グランは、アルジェリアのオラン市の非常勤職員として長年勤めている、もう老人といってよいほどの年齢の男性で(上の歯がすっかり無くなっている)、ひっそりでも熱心に毎晩、小説を書いているらしいのです。

ただわかったことは、問題の作品はすでにおびただしいページ数に達しているが、しかしそれを完璧なものに仕上げるために作者の注いだ労苦は彼にとってまことに苦しいものだったということであった。「幾晩もすっかりつぶしちまうことがありますからね、言葉一つのために……。」

アルベール・カミュ「ペスト」, 宮崎嶺雄 (翻訳) 第2章

ところが、実のところ、グランは、物語の始まり部分を延々と推敲し続けていて、ほんの数行しか書き上げてはいません。それでも、彼は、自分の頭のなかにあるイメージを完璧な文章として、書き残したいという欲求から、執筆に取り組みます。

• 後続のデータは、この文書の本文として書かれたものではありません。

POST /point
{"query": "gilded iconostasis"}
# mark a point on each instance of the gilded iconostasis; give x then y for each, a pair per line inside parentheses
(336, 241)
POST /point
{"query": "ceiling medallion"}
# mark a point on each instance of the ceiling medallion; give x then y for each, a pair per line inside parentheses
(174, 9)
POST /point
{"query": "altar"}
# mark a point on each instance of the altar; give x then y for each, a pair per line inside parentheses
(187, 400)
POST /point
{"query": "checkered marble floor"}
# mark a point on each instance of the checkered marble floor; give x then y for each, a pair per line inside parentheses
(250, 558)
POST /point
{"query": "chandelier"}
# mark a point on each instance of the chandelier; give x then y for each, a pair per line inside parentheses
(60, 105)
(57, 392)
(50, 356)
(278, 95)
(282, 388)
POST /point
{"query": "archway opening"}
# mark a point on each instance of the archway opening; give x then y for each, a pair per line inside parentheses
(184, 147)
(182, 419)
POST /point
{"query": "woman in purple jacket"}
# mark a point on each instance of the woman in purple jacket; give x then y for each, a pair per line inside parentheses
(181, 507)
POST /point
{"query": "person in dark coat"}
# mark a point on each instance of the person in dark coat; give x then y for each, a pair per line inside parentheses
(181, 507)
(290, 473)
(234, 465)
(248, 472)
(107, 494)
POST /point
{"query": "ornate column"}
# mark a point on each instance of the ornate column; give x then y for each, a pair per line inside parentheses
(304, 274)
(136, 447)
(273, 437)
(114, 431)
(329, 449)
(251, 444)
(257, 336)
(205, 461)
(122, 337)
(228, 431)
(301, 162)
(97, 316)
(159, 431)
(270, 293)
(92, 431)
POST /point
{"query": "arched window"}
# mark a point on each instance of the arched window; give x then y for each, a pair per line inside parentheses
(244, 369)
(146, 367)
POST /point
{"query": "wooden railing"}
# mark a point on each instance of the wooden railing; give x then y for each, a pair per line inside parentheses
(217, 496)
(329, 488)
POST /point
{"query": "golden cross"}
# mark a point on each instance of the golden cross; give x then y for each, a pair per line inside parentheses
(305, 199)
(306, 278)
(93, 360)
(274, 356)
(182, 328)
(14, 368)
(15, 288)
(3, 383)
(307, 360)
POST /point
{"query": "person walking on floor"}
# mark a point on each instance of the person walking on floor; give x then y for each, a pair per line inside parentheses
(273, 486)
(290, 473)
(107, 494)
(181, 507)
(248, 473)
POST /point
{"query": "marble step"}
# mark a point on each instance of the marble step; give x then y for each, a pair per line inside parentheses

おそらく、グランの作品が完成することはないでしょう。でも彼は、市役所の仕事が終わったあとに執筆することを「自分の仕事」であり、「やらなければいけないこと」だと感じていて、それが彼の生活と精神を支えています。

彼はどこにでもいるような小市民で、これと言った特徴もなく、あまりのうだつの上がらなさに妻にも見捨てられるようなありさまです。でも、作者は、グランを不幸にみえるように描いていません。

ペストの蔓延でロックダウンされたオラン市で、グランは市役所の仕事、医師タルーのサポートをしつつ、彼は本当の自分の仕事だと思えることを続けていきます。

この物語の中で、私が最も共感した人物はグランでした。

例えば書くことのように孤独な作業は、誰かに認めてもらわなければ、続けられない、という人もいます。でも継続するための報酬は、他者からの承認に限らないと思うんですよね。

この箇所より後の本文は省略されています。